An unlikely event occurred last weekend that occasioned one of those cautionary, if unexpected, turns.
A Rwandan female friend joined our table looking a bit distraught. Upon a little cheerful probing, at least to ease her obvious distress, she explained that she was leaving her abusive Kenyan husband.
So bitter she was, she let on half-jokingly, that she was of a mind to change their young daughter’s Kalenjin name to a Rwandan one.
“Why would you want to do that?” somebody wondered, stunned.
Heaven knows that no husband or wife is perfect. And it was okay that, in her marital disappointment, she may want to forget everything to do with the abusive spouse and move on.
But it was doubtful she had any right to implicate her daughter, with even the mere suggestion of denying the child her Kenyan heritage as symbolised in her name.
The table fell silent. This was a delicate matter. But somebody had to say something.
In a round-about way, a thoughtful chap among us brought up the subject of the Mahatma Gandhi, whose earlier years as a young lawyer spent his in South Africa, often agitating for his fellow Indians’ migrant rights in that country.

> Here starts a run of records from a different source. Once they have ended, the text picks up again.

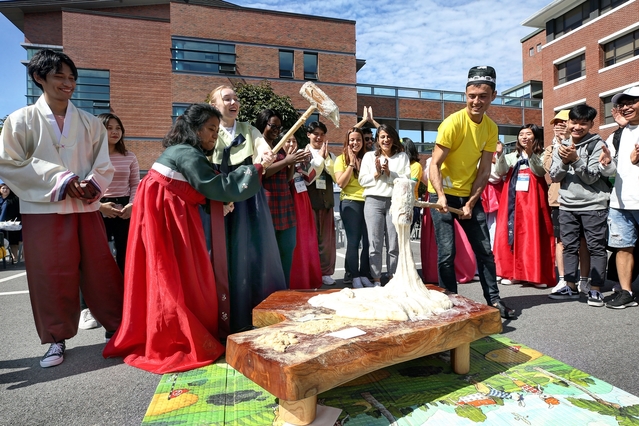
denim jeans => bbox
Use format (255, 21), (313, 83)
(364, 195), (399, 280)
(339, 200), (371, 278)
(429, 193), (500, 305)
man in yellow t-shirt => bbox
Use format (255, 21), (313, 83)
(428, 66), (515, 318)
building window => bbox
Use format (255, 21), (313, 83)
(171, 104), (190, 123)
(557, 53), (586, 84)
(599, 0), (628, 13)
(304, 52), (317, 80)
(171, 37), (236, 74)
(554, 2), (590, 38)
(601, 95), (615, 124)
(280, 50), (295, 78)
(27, 68), (111, 115)
(603, 30), (639, 67)
(546, 0), (628, 41)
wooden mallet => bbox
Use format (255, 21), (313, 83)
(273, 81), (339, 154)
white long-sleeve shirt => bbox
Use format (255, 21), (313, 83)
(359, 151), (410, 198)
(606, 125), (639, 210)
(0, 95), (114, 214)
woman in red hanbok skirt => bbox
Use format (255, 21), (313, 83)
(494, 124), (556, 288)
(284, 136), (322, 290)
(103, 104), (272, 374)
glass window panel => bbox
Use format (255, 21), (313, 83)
(304, 53), (317, 73)
(218, 54), (235, 65)
(171, 38), (236, 74)
(373, 87), (395, 96)
(304, 53), (317, 80)
(601, 95), (615, 124)
(421, 90), (442, 100)
(218, 43), (235, 53)
(280, 50), (294, 78)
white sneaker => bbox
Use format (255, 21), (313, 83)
(359, 277), (375, 287)
(577, 278), (592, 296)
(322, 275), (335, 285)
(40, 340), (66, 368)
(550, 278), (566, 294)
(78, 308), (100, 330)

It was recalled how his celebrated non-violent protests against British colonialism led to his country’s independence, inspiring freedom struggles and revolutionaries in Africa and elsewhere.
In this recollection, it is here the Rwandan lady’s woes turned instructive. Around September last year, what had appeared a fitting honour to the Mahatma to recognise him with a statue at the University of Ghana turned sour and had to be banished.
No matter, Kwame Nkuruma, the country’s first president and pan-Africanist, was a great admirer of the Indian icon.
Opponents, who included academics and students, quoted several of Gandhi’s early writings that were laden with racial slurs.
One sample reads: “Ours is one continual struggle against a degradation sought to be inflicted upon us by the Europeans, who desire to degrade us to the level of the raw kaffir whose occupation is hunting, and whose sole ambition is to collect a certain number of cattle to buy a wife with and then pass his life in indolence and nakedness.”
In view of this tainted reputation, despite its far removed history and context, the opponents insisted African heroes and heroines “first and foremost”.
But they probably should have known better. As one respected British historian put it, it was “not the job of the present to tick the past off”.
She was referring to similar agitation at South Africa’s University of Cape Town that, it will be recalled, saw the removal in April 2015 of the statue of Cecil Rhodes, who, despite his philanthropy, had unsavory colonial reputation.
Besides the argument that removing statues has the potential to distort our understanding of history, as one commentator observed, “instead of approaching the statue as a static monument with a fixed meaning that must either be endorsed or condemned, why not commission an artist or group of artists to propose a creative response? The statue of Rhodes could be modified, or incorporated into a larger work, making it part of a continuing dialogue rather than a monumental monologue.”
It is an argument the Ghanaian opponents ought to probably have considered: to retain the statue, but re-contextualise it to the present with a counter narrative.
The Gandhi statue debacle was a reminder that no icon is without a blemish. And that, in hindsight away from historical context, even the most deserving among us can be malignly argued against. No hero is without a past, even the supposedly holy.
I think that by the time our table was through with the statue debate the Rwandan lady’s bitter stance had softened somewhat.
A child is much more than a divorce. The little girl deserved her Kenyan father’s name, if only as part of a continuing dialogue as she grows up, but that, like the statue suitably re-contextualised, as a reminder to posterity of where we all have come from and where we may be headed.